Aurigeant gave a nod at that.
“We’re with you,” Kaldalis said, giving the finnian as reassuring a smile as he could muster as Garyung headed out into the camp. There was a moment’s pause and Aurigeant’s health bar appeared on Kaldalis’s vision as Balrim extended a party invite to him.
“Soonest begun, soonest done,” Aurigeant said, leading the way back towards the center of the camp.
The command tent wasn’t precisely the center of camp, and the terse finnian didn’t provide commentary as he led the way beyond it towards a kind of vague town square area on the other side.
Between the time when Kaldalis had left that morning and now, the area had been modified.

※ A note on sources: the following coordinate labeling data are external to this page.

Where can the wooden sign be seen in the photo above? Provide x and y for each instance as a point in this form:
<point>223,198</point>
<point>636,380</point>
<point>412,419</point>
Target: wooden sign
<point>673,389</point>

Before, it had been sort of just an open space, but now there were workshops half-assembled. Or perhaps they had been more put-together for a short time, and had been dismantled by the attack. There were quite a few of them, and it gave Kaldalis hope that he might be able to get into crafting, if they survived this.
“Here,” Aurigeant said at the center of the open space, in the middle of the scattered crafting stations. “This will cover the whole camp.”
Without hesitation, the finnian drove the bottom of the warbanner into the ground. There was a moment of resistance before the metal tip of the shaft broke through the tamped-down earth and into the more yielding ground beneath that layer.
“Do we need to light it… Physically?” Myrin asked, the flint in her hands again. “Or should it just activate?”
Aurigeant said nothing, but his expression spoke volumes. He grimaced up at the censer atop the warbanner, now nearly nine feet off the ground.
“Don’t worry.” Kaldalis sighed and looked to Myrin. “We got it.” He knelt down next to the suyon and patted his shoulder. “Hop on. Just watch the horns.”
Myrin hesitated with an uncomfortable look on her face - as if she had just tried kombucha for the first time - and the pause was just long enough that Kaldalis almost apologized. But she clambered onto his shoulders, delicately holding onto one horn for support.
“I said watch the horns,” he grumbled, and she adjusted her weight so that she wasn’t leaning on it. Her grip there still felt weird to him, but he supposed he didn’t want her falling off.
He straightened up. Combined, Myrin was able to easily reach the censer. There was a conical lid at the top to pull off to reveal the incense, and Myrin fumbled for a moment to pull out and light a match while holding the lid in one hand. With the boost he offered, she was able to reach in with the match, light the incense, and lock the lid back in place.
As Kaldalis lowered her back to the ground, the incense began to do its work. A thick grey smoke began to rise from the holes in the metal lid. Kaldalis hoped that whatever it did would be enough to turn the tide.